Very briefly, as there is a lot going on.
For jitter the entire problem is to create a stable local sample clock in the face of incoming data that both defines the sample rate and has timing variations. Furthermore, we are only concerned with jitter that has energy in a range of frequencies that can affect the audio.
Ideally the DAC would provide its own sample clock and the incoming data stream would be slaved to that. In general this is just not viable. But for specialised cases, such as a USB DAC that is using the asynchronous transfer protocol this is possible. But the moment you get any more complex that a single device, you need to synchronise the local sample clocks.
A phase locked loop is simply a way of managing a local clock in some manner so that it tracks, on average, an external clock. By comparing the phase of the external and local clocks one can derive an error correction signal and use that to nudge the local clock to keep it in sync. But that nudging itself adds jitter to the local clock. The question becomes how to do the correction in such a manner that the management of the local clock is done so that jitter in that clock outside of frequencies that matter for audio. This turns out to be harder than one might hope. The obvious thing is to perform the changes to the local clock gently, taking an average of the error signal and applying that. This is another way of saying that a low pass filter is applied to the error signal. The trouble with that is that eventually the error is applied so slowly that the PLL is unable to find synchronisation with the input in the first place, or drops out of sync if the input varies too much. The overlap between audible jitter energy, a slow enough filter to remove such energy, and yet fast enough to allow the system to be able to keep sync is very delicate.
Lots of tricks and adaptive controls are possible here. Only using occasional samples from the incoming clock is another way of trying to remove unwanted energy from the jitter spectrum of in the incoming clock. The ESS mechanism is another way of finding a benign way of estimating the incoming clock and creating a local error estimate. Again one that can be applied to the local clock in a smooth manner that does not put energy into the audio in bad ways.
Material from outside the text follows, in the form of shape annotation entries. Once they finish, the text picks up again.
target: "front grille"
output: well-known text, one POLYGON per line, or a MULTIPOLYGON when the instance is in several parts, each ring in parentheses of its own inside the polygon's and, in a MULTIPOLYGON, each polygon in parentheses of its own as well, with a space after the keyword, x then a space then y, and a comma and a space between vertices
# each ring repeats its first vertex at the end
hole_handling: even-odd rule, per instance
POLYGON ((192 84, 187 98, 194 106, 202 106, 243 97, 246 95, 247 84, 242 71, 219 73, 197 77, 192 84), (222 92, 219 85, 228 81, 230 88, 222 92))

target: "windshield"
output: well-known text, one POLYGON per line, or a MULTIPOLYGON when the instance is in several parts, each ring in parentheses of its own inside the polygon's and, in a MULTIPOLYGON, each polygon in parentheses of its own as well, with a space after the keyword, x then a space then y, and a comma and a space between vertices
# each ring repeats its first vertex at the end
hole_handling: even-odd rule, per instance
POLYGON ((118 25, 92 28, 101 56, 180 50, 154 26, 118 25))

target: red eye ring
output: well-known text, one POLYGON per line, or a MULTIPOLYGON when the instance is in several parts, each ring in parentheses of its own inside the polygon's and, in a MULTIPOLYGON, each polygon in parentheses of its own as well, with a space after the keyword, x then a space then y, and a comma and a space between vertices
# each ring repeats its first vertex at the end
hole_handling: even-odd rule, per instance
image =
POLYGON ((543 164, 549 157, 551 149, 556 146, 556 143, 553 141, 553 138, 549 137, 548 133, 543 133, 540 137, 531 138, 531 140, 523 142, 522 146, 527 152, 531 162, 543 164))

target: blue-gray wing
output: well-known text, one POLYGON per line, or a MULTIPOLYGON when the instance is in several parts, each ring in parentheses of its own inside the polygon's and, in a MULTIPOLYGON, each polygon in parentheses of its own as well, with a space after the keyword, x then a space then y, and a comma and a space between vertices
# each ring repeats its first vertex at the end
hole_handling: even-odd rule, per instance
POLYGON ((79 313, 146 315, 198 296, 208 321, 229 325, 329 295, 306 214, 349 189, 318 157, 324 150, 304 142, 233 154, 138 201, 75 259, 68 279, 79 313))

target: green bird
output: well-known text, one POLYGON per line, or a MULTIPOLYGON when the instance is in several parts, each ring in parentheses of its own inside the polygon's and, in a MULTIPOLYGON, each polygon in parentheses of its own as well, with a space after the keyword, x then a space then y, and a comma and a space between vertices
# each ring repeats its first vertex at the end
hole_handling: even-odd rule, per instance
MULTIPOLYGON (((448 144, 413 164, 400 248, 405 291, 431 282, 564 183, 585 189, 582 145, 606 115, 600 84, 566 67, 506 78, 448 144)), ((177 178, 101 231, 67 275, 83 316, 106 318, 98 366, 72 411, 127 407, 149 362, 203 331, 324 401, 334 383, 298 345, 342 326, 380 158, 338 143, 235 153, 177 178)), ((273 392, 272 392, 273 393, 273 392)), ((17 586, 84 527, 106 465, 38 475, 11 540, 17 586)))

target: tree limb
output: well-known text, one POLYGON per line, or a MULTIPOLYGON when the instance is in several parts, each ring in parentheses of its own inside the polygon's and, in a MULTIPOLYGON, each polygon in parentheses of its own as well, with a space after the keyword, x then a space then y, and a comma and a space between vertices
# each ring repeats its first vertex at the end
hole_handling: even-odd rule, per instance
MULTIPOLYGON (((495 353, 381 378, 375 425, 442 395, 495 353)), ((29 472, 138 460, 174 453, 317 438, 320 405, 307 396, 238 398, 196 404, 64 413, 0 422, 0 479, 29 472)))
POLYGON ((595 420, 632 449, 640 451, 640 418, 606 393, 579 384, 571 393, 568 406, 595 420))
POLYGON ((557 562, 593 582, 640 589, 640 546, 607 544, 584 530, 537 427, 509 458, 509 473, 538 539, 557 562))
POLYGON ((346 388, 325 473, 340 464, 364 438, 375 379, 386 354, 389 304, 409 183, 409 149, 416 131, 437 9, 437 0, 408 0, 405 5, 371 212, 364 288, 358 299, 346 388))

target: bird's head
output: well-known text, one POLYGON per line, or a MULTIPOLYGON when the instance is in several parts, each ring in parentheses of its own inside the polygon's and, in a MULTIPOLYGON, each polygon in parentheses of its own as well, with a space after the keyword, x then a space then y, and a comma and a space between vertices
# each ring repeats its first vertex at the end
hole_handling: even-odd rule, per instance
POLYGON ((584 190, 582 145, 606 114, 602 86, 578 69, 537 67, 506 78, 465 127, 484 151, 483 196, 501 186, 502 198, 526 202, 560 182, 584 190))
The other way of managing jitter is to resample the incoming data and feed that to a DAC that is running with a local sample clock. But what does this mean? In the abstract, you want a way of arbitrarily resampling the data, taking any possible incoming sample rate and converting it to a different sample rate. That is near black magic. In the extreme, you feed it to DAC, feed that to an ADC, and you can resample anything. But it misses the point. If you have two sample rates that are simple ratios of one another sample rate conversion is easy. For instance converting 48kHz to 32kHz was done to provide digital feeds to FM radio stations (that are bandwidth limited to 15kHz anyway.) This was one of the reasons for 48kHz being adopted as a pro standard. Arbitrary sample rate conversion came a lot later. Conversion from 441.kHz to 48kHz was for a while simply not possible. Next, doing so where the two sample rates could vary relative to one another (the asynchronous part) came later still.
Ideally, with an ASRC there is an incoming stream with its wobbly data clock, and a different local clock. Bingo, you can have your local clock, and don't need to slave from the external clock. But that ignores a lot of grief inside the ASRC. ASRCs don't work well if the two sample clocks are close to one another in frequency. Which is why you often see internal clocks of non standard sample rates used, and samples converted both up and down in frequency to meet the one internal rate. They are not magic, and still need to be fed reasonably stable clocks.
In general a ASRC is not the same as the oversampling mechanism in the DAC. The nature of things is such that you could conceivably optimise the operation of a system so that there was some commonality, but oversampling has a very different reason for existing and is independent of an ASRC. You could trivially use an ASRC with a non-oversampling DAC. Delta sigma DACs oversample intrinsically as part of their operation in a manner quite independent of any external sample rate conversion.
So can I assume that a first jitter correction is done at the USB input by the xmos receiver resampling the incoming signal (because USB chip is known to be asynchronous these days) to clock it with the dac master oscillators. And then for SPDIF input, ESS does in its turn a high speed resampling to the signal at the chip to get a good controlled metric.
This is confusing uses of the the word "asynchronous" in lots of different contexts. Asysnchonous simply means without synchronisation. Simialrly "sampling" is being confused. All references to
resampling in the this context refers to changing the sample rate of the audio. Sampling however can mean sampling anything, and here, usually the clocks. Nothing to do with the audio. Asynchronous USB simply means that the USB receiver is not synchronised to the USB source. It says nothing about the payload. A USB receiver will not resample the audio.
The ESS jitter control does not resample either. It samples the clock to get a metric of the clock rate, but that refers to the data clock, and not the audio samples. There may be a ASRC present, but that is quite separate. Oversampling is separate again.